Combining Data Sets Containing Character Variables of Different Lengths

Accepted Solution Solved
Reply
Regular Contributor
Posts: 180
Accepted Solution

Combining Data Sets Containing Character Variables of Different Lengths

[ Edited ]

Hello all,

 

I have 10 SAS datasets, which I want to combine together (to concatenate). Some variables appear in all files, some only in some. Each file represent a different visit in a clinical trial.

 

I had a problem with variables being numeric in one dataset and character in another. There weren't too many of them, so I dealt with it manually.

 

Now a new problem.
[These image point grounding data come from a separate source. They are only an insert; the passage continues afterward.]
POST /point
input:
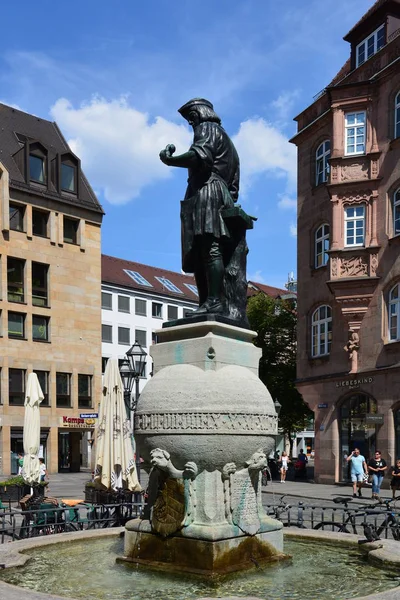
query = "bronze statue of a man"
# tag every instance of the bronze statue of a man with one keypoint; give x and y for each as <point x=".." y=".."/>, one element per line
<point x="213" y="187"/>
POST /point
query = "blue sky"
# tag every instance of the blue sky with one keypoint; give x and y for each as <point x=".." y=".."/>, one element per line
<point x="113" y="75"/>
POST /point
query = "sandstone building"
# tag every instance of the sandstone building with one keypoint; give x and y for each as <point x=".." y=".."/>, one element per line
<point x="349" y="249"/>
<point x="50" y="281"/>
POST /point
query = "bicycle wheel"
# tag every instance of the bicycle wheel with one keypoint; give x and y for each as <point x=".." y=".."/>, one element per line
<point x="331" y="526"/>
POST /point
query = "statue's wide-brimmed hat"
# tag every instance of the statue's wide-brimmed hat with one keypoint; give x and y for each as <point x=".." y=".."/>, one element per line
<point x="186" y="108"/>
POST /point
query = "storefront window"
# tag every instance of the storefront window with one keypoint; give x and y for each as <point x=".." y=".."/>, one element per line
<point x="355" y="430"/>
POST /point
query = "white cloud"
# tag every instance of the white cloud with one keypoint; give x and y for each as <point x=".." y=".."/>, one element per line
<point x="284" y="104"/>
<point x="118" y="145"/>
<point x="263" y="149"/>
<point x="257" y="276"/>
<point x="286" y="202"/>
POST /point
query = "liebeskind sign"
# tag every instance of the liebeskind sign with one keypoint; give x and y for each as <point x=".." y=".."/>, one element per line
<point x="77" y="422"/>
<point x="357" y="381"/>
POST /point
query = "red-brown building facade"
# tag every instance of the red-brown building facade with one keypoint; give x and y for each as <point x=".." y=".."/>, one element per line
<point x="349" y="249"/>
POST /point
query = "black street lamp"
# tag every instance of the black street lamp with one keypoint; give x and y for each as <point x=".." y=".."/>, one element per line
<point x="278" y="407"/>
<point x="131" y="370"/>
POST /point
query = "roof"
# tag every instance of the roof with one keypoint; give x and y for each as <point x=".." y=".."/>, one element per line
<point x="114" y="272"/>
<point x="365" y="17"/>
<point x="15" y="122"/>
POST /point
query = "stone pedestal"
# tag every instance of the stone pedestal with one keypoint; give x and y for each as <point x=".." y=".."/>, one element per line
<point x="205" y="422"/>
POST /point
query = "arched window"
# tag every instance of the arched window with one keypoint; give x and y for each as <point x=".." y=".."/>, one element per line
<point x="396" y="212"/>
<point x="322" y="156"/>
<point x="397" y="115"/>
<point x="321" y="333"/>
<point x="321" y="246"/>
<point x="394" y="313"/>
<point x="357" y="429"/>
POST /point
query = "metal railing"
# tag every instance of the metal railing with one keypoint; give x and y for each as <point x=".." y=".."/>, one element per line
<point x="51" y="519"/>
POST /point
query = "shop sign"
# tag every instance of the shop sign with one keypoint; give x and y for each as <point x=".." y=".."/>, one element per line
<point x="78" y="423"/>
<point x="374" y="419"/>
<point x="356" y="382"/>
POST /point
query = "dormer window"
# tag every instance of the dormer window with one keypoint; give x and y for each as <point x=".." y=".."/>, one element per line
<point x="68" y="178"/>
<point x="370" y="46"/>
<point x="37" y="168"/>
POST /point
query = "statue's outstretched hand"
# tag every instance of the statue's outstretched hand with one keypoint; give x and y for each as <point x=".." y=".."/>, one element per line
<point x="166" y="154"/>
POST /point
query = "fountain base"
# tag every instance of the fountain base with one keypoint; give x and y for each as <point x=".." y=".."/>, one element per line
<point x="200" y="556"/>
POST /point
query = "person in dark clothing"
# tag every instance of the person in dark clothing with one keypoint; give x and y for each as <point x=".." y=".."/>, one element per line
<point x="377" y="467"/>
<point x="213" y="185"/>
<point x="395" y="483"/>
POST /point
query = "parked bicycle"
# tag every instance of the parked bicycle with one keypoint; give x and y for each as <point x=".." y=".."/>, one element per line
<point x="372" y="530"/>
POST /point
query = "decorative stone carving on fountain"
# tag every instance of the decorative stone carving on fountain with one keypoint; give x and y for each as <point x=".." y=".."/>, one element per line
<point x="205" y="423"/>
<point x="171" y="491"/>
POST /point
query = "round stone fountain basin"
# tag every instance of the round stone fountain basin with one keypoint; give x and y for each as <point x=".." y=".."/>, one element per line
<point x="83" y="565"/>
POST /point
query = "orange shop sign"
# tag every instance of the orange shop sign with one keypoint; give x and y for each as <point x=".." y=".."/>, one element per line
<point x="77" y="422"/>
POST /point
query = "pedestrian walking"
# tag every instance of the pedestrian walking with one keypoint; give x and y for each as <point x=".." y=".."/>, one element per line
<point x="43" y="469"/>
<point x="395" y="483"/>
<point x="358" y="468"/>
<point x="376" y="468"/>
<point x="284" y="466"/>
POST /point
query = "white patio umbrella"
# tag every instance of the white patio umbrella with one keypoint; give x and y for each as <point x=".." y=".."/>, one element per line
<point x="115" y="461"/>
<point x="31" y="438"/>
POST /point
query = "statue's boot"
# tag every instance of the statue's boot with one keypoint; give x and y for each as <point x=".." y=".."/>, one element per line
<point x="215" y="276"/>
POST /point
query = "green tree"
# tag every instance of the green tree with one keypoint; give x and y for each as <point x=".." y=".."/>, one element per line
<point x="275" y="322"/>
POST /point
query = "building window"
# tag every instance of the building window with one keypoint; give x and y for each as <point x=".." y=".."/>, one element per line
<point x="124" y="304"/>
<point x="15" y="279"/>
<point x="16" y="387"/>
<point x="106" y="333"/>
<point x="16" y="325"/>
<point x="40" y="328"/>
<point x="192" y="288"/>
<point x="355" y="133"/>
<point x="68" y="178"/>
<point x="321" y="331"/>
<point x="39" y="284"/>
<point x="106" y="300"/>
<point x="397" y="115"/>
<point x="17" y="214"/>
<point x="138" y="278"/>
<point x="70" y="230"/>
<point x="124" y="335"/>
<point x="40" y="221"/>
<point x="394" y="313"/>
<point x="168" y="285"/>
<point x="321" y="246"/>
<point x="172" y="312"/>
<point x="370" y="46"/>
<point x="63" y="390"/>
<point x="140" y="307"/>
<point x="141" y="337"/>
<point x="354" y="224"/>
<point x="156" y="310"/>
<point x="84" y="391"/>
<point x="43" y="377"/>
<point x="322" y="156"/>
<point x="37" y="170"/>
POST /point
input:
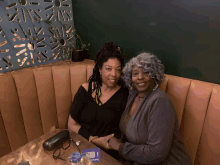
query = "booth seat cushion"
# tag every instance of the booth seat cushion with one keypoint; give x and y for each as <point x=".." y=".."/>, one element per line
<point x="32" y="100"/>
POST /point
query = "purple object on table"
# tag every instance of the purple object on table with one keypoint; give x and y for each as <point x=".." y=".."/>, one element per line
<point x="93" y="154"/>
<point x="24" y="163"/>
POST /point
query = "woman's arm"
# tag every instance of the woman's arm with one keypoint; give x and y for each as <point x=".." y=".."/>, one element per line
<point x="159" y="125"/>
<point x="74" y="122"/>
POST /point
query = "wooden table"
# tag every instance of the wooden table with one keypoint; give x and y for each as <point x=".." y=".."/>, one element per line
<point x="36" y="155"/>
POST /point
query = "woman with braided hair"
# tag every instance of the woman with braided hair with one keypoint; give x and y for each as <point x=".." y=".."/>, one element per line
<point x="99" y="104"/>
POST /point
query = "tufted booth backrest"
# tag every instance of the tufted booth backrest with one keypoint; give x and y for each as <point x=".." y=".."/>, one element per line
<point x="34" y="100"/>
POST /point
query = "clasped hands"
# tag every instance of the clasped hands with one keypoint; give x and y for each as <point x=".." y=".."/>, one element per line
<point x="107" y="142"/>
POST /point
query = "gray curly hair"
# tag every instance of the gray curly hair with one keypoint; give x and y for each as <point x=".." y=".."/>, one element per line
<point x="149" y="62"/>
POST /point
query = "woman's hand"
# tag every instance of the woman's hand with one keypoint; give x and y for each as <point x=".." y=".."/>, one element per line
<point x="114" y="143"/>
<point x="102" y="141"/>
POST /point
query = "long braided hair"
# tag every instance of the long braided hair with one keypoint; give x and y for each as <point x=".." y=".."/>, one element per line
<point x="109" y="50"/>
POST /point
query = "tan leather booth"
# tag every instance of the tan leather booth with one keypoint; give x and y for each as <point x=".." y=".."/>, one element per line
<point x="34" y="101"/>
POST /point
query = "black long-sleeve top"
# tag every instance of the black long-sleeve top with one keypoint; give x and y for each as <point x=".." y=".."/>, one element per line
<point x="98" y="120"/>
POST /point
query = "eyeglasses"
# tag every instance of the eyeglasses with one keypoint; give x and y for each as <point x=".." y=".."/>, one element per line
<point x="57" y="152"/>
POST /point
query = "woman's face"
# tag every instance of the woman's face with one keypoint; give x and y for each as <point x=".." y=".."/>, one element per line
<point x="111" y="72"/>
<point x="141" y="81"/>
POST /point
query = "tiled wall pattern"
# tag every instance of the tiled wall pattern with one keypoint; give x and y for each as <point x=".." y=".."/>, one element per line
<point x="35" y="32"/>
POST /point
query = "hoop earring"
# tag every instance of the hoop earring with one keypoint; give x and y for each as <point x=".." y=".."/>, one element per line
<point x="156" y="86"/>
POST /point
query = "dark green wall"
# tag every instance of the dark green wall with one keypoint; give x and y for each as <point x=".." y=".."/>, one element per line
<point x="185" y="36"/>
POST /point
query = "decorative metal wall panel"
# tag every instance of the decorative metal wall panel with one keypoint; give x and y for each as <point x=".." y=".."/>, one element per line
<point x="35" y="32"/>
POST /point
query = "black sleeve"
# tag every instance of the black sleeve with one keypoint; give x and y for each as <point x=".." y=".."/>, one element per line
<point x="122" y="108"/>
<point x="76" y="108"/>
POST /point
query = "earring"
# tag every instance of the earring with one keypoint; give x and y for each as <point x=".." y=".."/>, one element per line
<point x="156" y="86"/>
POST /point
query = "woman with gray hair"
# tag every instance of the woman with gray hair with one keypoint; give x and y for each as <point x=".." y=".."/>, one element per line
<point x="149" y="123"/>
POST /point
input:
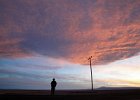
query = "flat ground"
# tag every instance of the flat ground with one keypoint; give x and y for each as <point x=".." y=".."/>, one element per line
<point x="71" y="94"/>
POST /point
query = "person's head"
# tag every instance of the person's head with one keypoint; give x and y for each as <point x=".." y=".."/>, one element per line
<point x="53" y="79"/>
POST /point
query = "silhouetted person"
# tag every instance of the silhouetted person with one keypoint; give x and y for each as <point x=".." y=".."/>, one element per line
<point x="53" y="85"/>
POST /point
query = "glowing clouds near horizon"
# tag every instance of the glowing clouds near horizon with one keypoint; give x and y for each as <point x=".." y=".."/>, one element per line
<point x="73" y="30"/>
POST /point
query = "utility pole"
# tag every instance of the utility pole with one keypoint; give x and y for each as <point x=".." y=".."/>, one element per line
<point x="91" y="72"/>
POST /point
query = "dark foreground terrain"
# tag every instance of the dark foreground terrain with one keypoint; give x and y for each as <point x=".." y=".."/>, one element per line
<point x="71" y="94"/>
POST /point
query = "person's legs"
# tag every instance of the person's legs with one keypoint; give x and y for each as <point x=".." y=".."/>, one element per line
<point x="52" y="90"/>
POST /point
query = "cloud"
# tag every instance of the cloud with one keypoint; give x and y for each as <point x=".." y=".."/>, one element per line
<point x="72" y="30"/>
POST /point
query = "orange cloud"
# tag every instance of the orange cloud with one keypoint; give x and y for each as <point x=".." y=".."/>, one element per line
<point x="72" y="30"/>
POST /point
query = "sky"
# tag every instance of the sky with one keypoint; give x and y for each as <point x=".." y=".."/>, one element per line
<point x="45" y="39"/>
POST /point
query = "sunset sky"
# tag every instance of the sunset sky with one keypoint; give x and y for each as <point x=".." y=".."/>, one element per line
<point x="45" y="39"/>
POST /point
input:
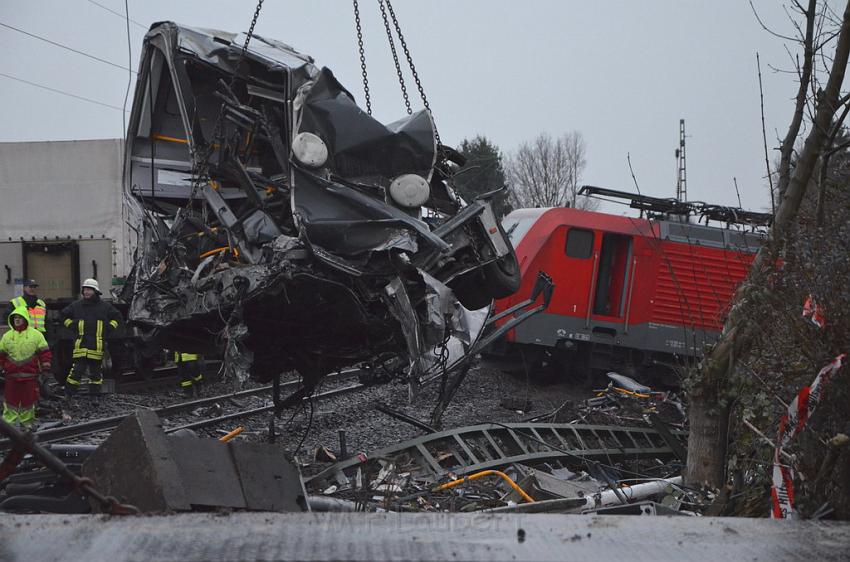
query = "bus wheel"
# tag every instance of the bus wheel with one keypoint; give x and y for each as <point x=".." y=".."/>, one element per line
<point x="502" y="277"/>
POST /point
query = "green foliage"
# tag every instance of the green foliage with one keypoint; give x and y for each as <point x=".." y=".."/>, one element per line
<point x="483" y="172"/>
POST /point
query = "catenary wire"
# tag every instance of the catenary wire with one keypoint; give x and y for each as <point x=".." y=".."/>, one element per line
<point x="66" y="47"/>
<point x="119" y="14"/>
<point x="62" y="92"/>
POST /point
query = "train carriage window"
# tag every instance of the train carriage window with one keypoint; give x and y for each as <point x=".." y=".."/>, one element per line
<point x="579" y="243"/>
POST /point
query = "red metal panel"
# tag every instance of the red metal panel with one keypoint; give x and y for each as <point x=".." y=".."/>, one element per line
<point x="674" y="283"/>
<point x="696" y="284"/>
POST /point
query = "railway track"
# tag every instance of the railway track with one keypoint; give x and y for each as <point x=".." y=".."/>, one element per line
<point x="74" y="431"/>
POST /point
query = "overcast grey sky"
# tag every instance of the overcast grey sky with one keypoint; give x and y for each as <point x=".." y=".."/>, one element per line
<point x="623" y="72"/>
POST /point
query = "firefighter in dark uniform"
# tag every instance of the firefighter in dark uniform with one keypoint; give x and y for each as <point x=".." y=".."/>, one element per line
<point x="92" y="319"/>
<point x="189" y="369"/>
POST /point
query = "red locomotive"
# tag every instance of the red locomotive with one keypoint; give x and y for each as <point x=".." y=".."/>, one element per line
<point x="633" y="293"/>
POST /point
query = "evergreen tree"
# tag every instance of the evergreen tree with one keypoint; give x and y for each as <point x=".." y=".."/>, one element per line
<point x="483" y="172"/>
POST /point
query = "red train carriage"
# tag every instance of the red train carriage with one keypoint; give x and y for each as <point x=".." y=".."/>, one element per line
<point x="633" y="293"/>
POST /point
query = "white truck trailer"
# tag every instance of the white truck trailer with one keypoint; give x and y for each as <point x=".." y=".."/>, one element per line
<point x="63" y="219"/>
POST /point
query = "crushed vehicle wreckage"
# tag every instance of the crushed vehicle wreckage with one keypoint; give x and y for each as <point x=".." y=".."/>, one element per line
<point x="288" y="229"/>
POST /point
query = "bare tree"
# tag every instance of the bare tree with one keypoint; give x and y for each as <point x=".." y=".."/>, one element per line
<point x="547" y="172"/>
<point x="712" y="387"/>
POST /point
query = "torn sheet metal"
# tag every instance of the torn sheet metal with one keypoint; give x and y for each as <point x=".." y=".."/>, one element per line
<point x="280" y="218"/>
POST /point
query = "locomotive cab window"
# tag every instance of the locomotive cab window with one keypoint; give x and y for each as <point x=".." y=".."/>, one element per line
<point x="579" y="243"/>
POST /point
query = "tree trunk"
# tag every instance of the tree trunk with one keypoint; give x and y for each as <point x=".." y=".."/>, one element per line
<point x="709" y="425"/>
<point x="710" y="389"/>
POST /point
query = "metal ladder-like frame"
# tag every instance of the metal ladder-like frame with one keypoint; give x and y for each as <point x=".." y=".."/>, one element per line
<point x="471" y="449"/>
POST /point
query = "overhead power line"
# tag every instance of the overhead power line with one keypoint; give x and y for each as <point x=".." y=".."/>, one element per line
<point x="62" y="92"/>
<point x="66" y="47"/>
<point x="119" y="14"/>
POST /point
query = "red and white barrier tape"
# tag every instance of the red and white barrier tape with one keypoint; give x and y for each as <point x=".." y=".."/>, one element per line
<point x="799" y="412"/>
<point x="814" y="312"/>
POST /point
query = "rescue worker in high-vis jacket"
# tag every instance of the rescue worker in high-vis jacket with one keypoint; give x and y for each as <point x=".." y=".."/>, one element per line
<point x="23" y="355"/>
<point x="92" y="319"/>
<point x="36" y="307"/>
<point x="189" y="369"/>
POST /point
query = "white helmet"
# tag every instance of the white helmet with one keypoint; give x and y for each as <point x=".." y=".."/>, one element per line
<point x="91" y="284"/>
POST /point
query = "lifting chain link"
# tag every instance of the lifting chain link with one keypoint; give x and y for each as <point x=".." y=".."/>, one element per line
<point x="412" y="69"/>
<point x="362" y="57"/>
<point x="395" y="56"/>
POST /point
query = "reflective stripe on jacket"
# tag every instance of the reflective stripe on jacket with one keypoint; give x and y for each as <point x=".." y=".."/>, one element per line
<point x="37" y="313"/>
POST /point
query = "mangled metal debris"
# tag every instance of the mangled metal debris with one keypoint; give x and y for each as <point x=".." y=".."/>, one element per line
<point x="286" y="227"/>
<point x="553" y="468"/>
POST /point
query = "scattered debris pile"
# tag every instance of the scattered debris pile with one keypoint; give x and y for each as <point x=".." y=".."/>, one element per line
<point x="531" y="467"/>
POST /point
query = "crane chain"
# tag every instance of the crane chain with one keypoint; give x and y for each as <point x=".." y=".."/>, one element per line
<point x="395" y="57"/>
<point x="413" y="69"/>
<point x="362" y="57"/>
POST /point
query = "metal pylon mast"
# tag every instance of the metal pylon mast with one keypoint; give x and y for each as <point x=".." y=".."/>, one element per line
<point x="681" y="171"/>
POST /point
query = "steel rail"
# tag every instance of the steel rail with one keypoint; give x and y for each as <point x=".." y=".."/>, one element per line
<point x="236" y="415"/>
<point x="55" y="434"/>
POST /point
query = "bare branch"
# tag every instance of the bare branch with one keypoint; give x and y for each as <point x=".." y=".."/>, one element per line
<point x="787" y="146"/>
<point x="764" y="138"/>
<point x="755" y="13"/>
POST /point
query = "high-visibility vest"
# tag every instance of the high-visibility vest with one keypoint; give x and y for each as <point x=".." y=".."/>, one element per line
<point x="37" y="313"/>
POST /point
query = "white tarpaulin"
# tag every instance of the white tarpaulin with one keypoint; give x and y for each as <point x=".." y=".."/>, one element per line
<point x="63" y="189"/>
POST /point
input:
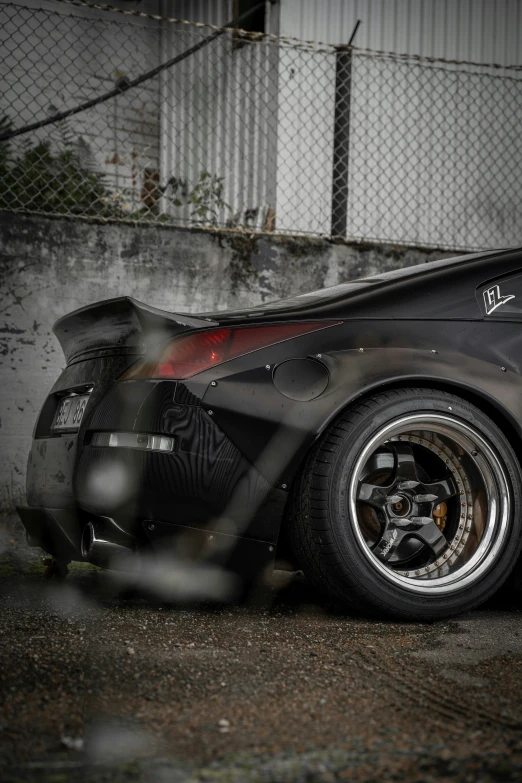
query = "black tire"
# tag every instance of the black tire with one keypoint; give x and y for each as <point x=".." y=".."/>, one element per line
<point x="327" y="541"/>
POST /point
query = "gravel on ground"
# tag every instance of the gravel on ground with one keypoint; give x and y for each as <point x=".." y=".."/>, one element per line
<point x="103" y="682"/>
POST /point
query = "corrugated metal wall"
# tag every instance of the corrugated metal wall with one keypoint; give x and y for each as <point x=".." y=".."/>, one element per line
<point x="219" y="116"/>
<point x="479" y="30"/>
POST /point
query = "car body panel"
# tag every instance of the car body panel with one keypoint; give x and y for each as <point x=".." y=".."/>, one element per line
<point x="243" y="428"/>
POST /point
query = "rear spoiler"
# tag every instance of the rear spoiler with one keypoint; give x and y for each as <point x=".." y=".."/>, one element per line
<point x="122" y="323"/>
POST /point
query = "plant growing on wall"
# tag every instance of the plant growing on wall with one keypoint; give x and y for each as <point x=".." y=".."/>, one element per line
<point x="39" y="177"/>
<point x="206" y="199"/>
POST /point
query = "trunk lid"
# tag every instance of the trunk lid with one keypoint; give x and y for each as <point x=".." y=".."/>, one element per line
<point x="121" y="325"/>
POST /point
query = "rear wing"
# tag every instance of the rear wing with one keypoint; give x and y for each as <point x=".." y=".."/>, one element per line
<point x="122" y="323"/>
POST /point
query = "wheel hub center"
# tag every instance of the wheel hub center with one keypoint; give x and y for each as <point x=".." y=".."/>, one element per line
<point x="402" y="507"/>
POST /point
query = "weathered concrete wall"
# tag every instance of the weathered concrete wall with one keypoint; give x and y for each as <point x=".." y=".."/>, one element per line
<point x="50" y="267"/>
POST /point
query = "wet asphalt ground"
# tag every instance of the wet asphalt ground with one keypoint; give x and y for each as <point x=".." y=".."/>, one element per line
<point x="102" y="683"/>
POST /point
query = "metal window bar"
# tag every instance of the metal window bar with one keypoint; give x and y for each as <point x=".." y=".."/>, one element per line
<point x="248" y="138"/>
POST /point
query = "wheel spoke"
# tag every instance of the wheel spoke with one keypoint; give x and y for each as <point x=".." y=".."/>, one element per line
<point x="390" y="539"/>
<point x="443" y="490"/>
<point x="372" y="494"/>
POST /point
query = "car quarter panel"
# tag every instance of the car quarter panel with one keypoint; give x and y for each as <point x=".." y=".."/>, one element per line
<point x="275" y="432"/>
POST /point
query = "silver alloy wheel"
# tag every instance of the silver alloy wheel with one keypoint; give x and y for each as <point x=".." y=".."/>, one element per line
<point x="429" y="503"/>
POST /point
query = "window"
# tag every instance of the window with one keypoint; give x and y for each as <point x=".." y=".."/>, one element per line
<point x="253" y="23"/>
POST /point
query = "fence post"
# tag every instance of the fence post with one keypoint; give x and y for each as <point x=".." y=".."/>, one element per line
<point x="341" y="145"/>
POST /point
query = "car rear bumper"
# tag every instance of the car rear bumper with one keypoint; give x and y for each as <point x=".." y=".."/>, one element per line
<point x="55" y="530"/>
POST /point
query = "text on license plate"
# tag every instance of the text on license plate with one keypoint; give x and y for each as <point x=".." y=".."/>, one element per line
<point x="70" y="412"/>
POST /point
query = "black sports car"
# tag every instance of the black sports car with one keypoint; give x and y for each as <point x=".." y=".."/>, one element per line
<point x="370" y="432"/>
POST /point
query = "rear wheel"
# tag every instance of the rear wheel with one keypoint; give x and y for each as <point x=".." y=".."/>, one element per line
<point x="409" y="506"/>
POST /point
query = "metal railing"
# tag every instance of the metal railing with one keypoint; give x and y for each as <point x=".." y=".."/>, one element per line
<point x="140" y="118"/>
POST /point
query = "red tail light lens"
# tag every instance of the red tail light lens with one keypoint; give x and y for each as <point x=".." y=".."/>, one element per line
<point x="198" y="351"/>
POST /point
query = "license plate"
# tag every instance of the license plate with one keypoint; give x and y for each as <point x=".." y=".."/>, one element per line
<point x="70" y="412"/>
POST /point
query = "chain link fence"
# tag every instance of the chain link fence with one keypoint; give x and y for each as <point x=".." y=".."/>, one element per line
<point x="144" y="119"/>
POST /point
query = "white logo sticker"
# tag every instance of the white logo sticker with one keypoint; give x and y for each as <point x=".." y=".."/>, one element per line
<point x="390" y="543"/>
<point x="493" y="299"/>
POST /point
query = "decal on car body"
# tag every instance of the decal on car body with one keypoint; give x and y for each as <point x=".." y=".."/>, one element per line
<point x="494" y="299"/>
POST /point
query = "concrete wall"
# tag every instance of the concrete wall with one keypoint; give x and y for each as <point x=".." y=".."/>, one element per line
<point x="50" y="267"/>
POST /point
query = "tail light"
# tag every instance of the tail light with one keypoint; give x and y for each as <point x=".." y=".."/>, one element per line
<point x="185" y="356"/>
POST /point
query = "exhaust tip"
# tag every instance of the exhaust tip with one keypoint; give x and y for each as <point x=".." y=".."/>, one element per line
<point x="99" y="547"/>
<point x="88" y="539"/>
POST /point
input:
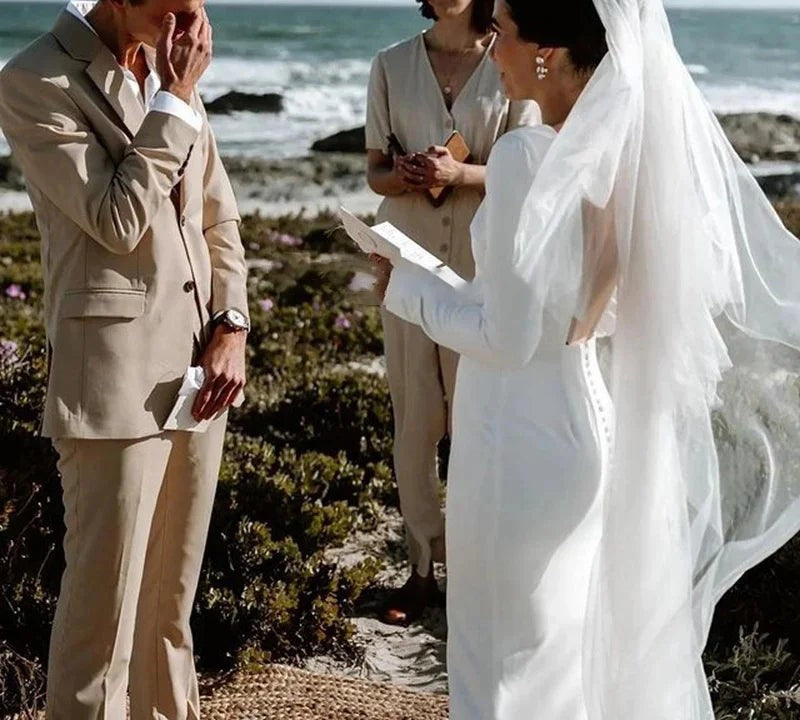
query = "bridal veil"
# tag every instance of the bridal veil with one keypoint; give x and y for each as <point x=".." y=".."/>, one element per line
<point x="705" y="478"/>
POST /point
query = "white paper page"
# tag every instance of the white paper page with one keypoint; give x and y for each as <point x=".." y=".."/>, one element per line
<point x="180" y="417"/>
<point x="388" y="241"/>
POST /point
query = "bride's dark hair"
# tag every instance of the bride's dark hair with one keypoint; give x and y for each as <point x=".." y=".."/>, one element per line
<point x="481" y="14"/>
<point x="571" y="24"/>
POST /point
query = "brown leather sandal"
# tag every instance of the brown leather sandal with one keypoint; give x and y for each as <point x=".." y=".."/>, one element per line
<point x="409" y="602"/>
Some character variables (usually the ones of the free text), have different length in differnt datasets, so I get lot's of warnings in the log, and my data is truncated.

 

Afte looking online, I tried the following thing, before using the SET statement, I used the length, like this:

 

 

data All;
length Var1 $ 160 Var2 $ 150;
Set DS1 DS2 DS3;
run;

 

 

So now there are no warnings anymore in the log, however, first of all, the data is still being truncated ! Secondly, when looking at the attributes of the specific variables, I see that the length was changed indeed, but the format wasn't, for example: If Var1 had length 109 in DS1 and 160 in DS2, than I do see 160 in the length, but in format I see $109, which is weird.

 

So my quesion is, assuming I have several dataset, with hundreds of variables in each, and assuming that the type is finally matching, how do I concatenate them all, if some character variables have different lengths ?

 

Thank you !

 


Accepted Solutions
Solution
‎01-13-2016 09:21 AM
Super User
Posts: 5,083

Re: Combining Data Sets Containing Character Variables of Different Lengths

While you haven't shown the program/log, I suspect the issue is the positioning of the statement.  Even though the LENGTH statement must come before the SET statement, the FORMAT statement must come after the SET statement.  LENGTH uses the first setting found, but FORMAT uses the last setting found.

View solution in original post


All Replies
Super User
Posts: 17,837

Re: Combining Data Sets Containing Character Variables of Different Lengths

Your doing it correctly, the format is making it appear as if the data is truncated.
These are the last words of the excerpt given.